The body of a baby goat and its severed head were found near the side of a road in Islip Terrace on Monday and police said they believe the incident may have ties to the syncretic religion Santeria, whose rituals include animal sacrifices.

Officials said the discovery was made near the side of Spur Drive North between Manhattan Boulevard and East Farmingdale Street at 2:20 p.m.

The headless body was found inside a brown bag, while the goat’s decapitated head was found a few feet away, according to the Suffolk County Society for the Prevention of Cruelty to Animals.

A police spokesman said the case was being treated as an animal cruelty investigation.

Both police and the SPCA are investigating the incident, which the SPCA characterized as “a gruesome find.”

Suffolk SPCA Chief Roy Gross said “other animal parts” also were found inside the bag — though he declined to say what type of animal those parts came from, citing the ongoing investigation. He said the goat was not one that was kidnapped from Kings Park during the summer. In that case, two goats were taken — and one, just nine months old, was found strangled with a belt.

The other is still missing.

“It’s the first thing that went through my mind,” Gross said. “Is it the same goat? But the description doesn’t match.”

Gross said the case could involve Santeria. “It is possible,” he said. But Gross said that still doesn’t answer why the carcass was “tossed by the side of the road” — and, he said, it remains possible the case is not related to Santeria and may be an animal cruelty case.

American animal rights activists have long taken issue with the practice of Santeria.

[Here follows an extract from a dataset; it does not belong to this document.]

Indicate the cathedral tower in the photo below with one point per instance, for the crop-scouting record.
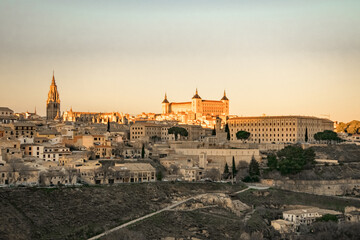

The phrase roughly means “The Way of the Saints,” according to scholarly accounts, and originated amongst the Yoruba tribe in an area that later became Nigeria.

Opponents who claimed animal cruelty amongst the sacrifice rituals associated with Santeria even took the issue to the U.S. Supreme Court in 1992.

And, in the decision of the Church of Lukumi Babalu Aye v. City of Hialeah the court ruled on June 11, 1993, that animal cruelty laws targeted specifically at such religious practices were unconstitutional.

But, as Gross said: “No matter what, you can’t dump animals out on the side of the road . . . If it was humanely killed, why is it out on the side of the road? We have no idea how it got there . . . I’m not going to dismiss that it could be an animal cruelty case.”